Analyzing the impact of SARS-CoV-2 variants on respiratory sound signals
- URL: http://arxiv.org/abs/2206.12309v1
- Date: Fri, 24 Jun 2022 14:10:31 GMT
- Title: Analyzing the impact of SARS-CoV-2 variants on respiratory sound signals
- Authors: Debarpan Bhattacharya, Debottam Dutta, Neeraj Kumar Sharma, Srikanth
Raj Chetupalli, Pravin Mote, Sriram Ganapathy, Chandrakiran C, Sahiti Nori,
Suhail K K, Sadhana Gonuguntla, Murali Alagesan
- Abstract summary: We explore whether acoustic signals, collected from COVID-19 subjects, show computationally distinguishable acoustic patterns.

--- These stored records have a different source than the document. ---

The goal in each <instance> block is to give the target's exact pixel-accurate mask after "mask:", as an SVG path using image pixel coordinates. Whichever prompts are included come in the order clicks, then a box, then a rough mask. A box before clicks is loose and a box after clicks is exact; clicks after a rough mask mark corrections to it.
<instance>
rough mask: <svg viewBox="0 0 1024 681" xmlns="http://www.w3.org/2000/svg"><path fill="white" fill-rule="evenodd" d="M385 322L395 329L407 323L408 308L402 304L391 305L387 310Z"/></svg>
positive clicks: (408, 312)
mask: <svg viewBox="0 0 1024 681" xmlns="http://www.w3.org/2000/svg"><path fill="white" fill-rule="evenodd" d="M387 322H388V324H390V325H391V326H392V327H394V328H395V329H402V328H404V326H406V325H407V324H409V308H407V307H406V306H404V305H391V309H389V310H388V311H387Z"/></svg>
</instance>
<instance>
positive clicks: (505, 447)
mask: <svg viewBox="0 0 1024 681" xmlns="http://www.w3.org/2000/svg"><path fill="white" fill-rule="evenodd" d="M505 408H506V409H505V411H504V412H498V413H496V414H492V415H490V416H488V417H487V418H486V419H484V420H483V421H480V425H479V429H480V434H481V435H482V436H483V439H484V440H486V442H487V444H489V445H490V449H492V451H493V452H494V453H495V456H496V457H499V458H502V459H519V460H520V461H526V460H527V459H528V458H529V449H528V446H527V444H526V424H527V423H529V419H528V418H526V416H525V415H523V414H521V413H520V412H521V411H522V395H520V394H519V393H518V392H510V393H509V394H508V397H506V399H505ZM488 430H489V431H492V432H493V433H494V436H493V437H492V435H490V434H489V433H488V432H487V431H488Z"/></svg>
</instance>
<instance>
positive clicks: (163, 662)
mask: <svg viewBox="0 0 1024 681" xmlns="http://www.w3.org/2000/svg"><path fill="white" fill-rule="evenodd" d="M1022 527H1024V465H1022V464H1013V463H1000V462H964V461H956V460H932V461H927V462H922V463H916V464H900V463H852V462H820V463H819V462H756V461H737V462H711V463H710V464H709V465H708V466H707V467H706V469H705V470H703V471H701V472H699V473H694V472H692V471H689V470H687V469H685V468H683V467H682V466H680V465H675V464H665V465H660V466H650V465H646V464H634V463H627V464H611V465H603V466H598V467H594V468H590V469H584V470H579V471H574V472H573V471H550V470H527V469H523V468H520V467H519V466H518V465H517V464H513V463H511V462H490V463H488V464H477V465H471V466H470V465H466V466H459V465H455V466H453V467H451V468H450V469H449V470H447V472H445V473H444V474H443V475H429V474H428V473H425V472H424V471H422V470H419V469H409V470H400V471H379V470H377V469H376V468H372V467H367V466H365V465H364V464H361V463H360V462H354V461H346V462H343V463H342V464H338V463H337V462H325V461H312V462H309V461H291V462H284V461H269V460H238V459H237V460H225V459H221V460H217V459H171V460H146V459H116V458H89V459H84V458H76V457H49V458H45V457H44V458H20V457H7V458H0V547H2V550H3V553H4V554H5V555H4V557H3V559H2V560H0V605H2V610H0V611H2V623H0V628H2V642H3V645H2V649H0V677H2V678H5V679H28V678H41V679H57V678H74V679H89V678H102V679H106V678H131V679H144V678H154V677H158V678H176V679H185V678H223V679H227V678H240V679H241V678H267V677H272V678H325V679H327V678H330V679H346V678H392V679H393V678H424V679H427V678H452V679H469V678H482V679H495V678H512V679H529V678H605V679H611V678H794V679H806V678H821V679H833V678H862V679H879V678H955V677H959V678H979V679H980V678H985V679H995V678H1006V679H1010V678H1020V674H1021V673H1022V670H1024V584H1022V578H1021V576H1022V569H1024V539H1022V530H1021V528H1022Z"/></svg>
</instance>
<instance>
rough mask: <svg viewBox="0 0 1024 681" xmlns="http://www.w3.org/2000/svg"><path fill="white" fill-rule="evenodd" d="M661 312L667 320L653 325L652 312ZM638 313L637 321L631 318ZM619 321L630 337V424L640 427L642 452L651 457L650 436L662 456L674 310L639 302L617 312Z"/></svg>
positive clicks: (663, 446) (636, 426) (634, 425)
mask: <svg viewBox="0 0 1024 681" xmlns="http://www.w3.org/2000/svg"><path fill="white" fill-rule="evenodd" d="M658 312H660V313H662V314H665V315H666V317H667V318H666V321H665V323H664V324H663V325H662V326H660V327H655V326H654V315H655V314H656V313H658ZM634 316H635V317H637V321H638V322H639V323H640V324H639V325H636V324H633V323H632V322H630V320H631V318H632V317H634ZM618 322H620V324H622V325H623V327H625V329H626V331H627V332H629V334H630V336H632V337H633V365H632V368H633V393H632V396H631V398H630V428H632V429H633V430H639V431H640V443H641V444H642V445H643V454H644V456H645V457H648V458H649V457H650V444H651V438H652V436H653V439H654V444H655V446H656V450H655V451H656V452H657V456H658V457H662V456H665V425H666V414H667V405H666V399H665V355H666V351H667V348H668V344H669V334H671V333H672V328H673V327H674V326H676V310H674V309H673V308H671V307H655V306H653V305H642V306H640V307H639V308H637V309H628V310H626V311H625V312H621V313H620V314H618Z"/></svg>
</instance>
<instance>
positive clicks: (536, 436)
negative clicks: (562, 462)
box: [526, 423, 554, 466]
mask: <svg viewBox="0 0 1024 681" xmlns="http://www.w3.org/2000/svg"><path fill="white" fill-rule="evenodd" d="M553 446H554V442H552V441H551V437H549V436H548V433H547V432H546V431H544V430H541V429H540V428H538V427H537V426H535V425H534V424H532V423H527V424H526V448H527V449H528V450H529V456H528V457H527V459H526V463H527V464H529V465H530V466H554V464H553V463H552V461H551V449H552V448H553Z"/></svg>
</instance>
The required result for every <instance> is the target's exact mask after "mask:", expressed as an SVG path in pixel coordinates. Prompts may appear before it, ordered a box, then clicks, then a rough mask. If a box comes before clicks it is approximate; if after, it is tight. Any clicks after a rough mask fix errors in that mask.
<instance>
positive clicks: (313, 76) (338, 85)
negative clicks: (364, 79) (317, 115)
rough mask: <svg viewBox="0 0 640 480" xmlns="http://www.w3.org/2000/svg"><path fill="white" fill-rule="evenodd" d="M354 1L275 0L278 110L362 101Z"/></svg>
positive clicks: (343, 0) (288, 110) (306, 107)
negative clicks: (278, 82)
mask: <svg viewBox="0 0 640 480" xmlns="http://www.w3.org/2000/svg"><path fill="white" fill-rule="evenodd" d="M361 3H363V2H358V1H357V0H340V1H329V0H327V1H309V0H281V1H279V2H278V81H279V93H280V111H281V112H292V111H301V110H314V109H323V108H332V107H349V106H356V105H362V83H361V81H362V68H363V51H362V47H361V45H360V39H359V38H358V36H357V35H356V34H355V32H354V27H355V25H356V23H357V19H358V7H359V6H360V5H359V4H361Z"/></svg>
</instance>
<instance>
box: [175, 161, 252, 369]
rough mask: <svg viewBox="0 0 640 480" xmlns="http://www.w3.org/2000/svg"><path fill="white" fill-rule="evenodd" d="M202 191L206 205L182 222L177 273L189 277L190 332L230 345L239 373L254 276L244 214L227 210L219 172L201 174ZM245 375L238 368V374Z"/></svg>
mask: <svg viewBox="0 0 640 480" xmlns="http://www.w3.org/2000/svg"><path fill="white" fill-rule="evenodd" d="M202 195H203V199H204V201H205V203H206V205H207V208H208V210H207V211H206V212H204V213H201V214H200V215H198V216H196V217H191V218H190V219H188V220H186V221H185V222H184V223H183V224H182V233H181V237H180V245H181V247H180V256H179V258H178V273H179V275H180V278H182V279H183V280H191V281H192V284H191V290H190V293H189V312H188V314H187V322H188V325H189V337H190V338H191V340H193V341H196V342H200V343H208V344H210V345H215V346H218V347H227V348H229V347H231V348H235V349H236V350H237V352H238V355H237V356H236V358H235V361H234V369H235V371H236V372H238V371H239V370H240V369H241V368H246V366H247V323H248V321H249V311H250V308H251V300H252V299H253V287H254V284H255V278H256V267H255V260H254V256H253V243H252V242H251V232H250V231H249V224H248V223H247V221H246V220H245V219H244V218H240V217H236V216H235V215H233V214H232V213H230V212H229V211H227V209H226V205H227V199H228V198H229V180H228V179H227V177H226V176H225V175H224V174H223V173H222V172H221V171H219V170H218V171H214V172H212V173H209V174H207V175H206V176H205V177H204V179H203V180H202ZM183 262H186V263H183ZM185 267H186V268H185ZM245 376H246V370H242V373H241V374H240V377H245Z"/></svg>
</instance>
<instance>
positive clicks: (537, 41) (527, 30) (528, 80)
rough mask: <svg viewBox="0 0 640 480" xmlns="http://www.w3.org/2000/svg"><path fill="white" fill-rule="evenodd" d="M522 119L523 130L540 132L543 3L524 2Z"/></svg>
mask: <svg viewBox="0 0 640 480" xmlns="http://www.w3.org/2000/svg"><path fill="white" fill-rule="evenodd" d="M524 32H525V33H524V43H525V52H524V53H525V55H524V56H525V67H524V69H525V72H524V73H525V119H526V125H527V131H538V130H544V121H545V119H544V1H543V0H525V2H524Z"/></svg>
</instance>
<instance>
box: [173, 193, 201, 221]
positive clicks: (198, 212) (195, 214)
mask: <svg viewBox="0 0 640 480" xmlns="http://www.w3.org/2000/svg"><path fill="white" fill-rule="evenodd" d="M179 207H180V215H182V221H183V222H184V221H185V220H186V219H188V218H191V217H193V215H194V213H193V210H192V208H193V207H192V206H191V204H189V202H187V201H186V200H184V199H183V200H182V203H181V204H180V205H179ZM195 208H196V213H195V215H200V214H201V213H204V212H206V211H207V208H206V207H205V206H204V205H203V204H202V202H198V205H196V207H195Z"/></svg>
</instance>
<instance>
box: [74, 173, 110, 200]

Our findings suggest that multiple sound categories, such as cough, breathing, and speech, indicate significant acoustic feature differences when comparing COVID-19 subjects with omicron and delta variants.
- Score: 23.789227109218118
- License: http://creativecommons.org/licenses/by/4.0/
- Abstract: The COVID-19 outbreak resulted in multiple waves of infections that have been
associated with different SARS-CoV-2 variants. Studies have reported
differential impact of the variants on respiratory health of patients. We
explore whether acoustic signals, collected from COVID-19 subjects, show
computationally distinguishable acoustic patterns suggesting a possibility to
predict the underlying virus variant. We analyze the Coswara dataset which is
collected from three subject pools, namely, i) healthy, ii) COVID-19 subjects
recorded during the delta variant dominant period, and iii) data from COVID-19
subjects recorded during the omicron surge. Our findings suggest that multiple
sound categories, such as cough, breathing, and speech, indicate significant
acoustic feature differences when comparing COVID-19 subjects with omicron and
delta variants. The classification areas-under-the-curve are significantly
above chance for differentiating subjects infected by omicron from those
infected by delta. Using a score fusion from multiple sound categories, we
obtained an area-under-the-curve of 89% and 52.4% sensitivity at 95%
specificity. Additionally, a hierarchical three class approach was used to
classify the acoustic data into healthy and COVID-19 positive, and further
COVID-19 subjects into delta and omicron variants providing high level of
3-class classification accuracy. These results suggest new ways for designing
sound based COVID-19 diagnosis approaches.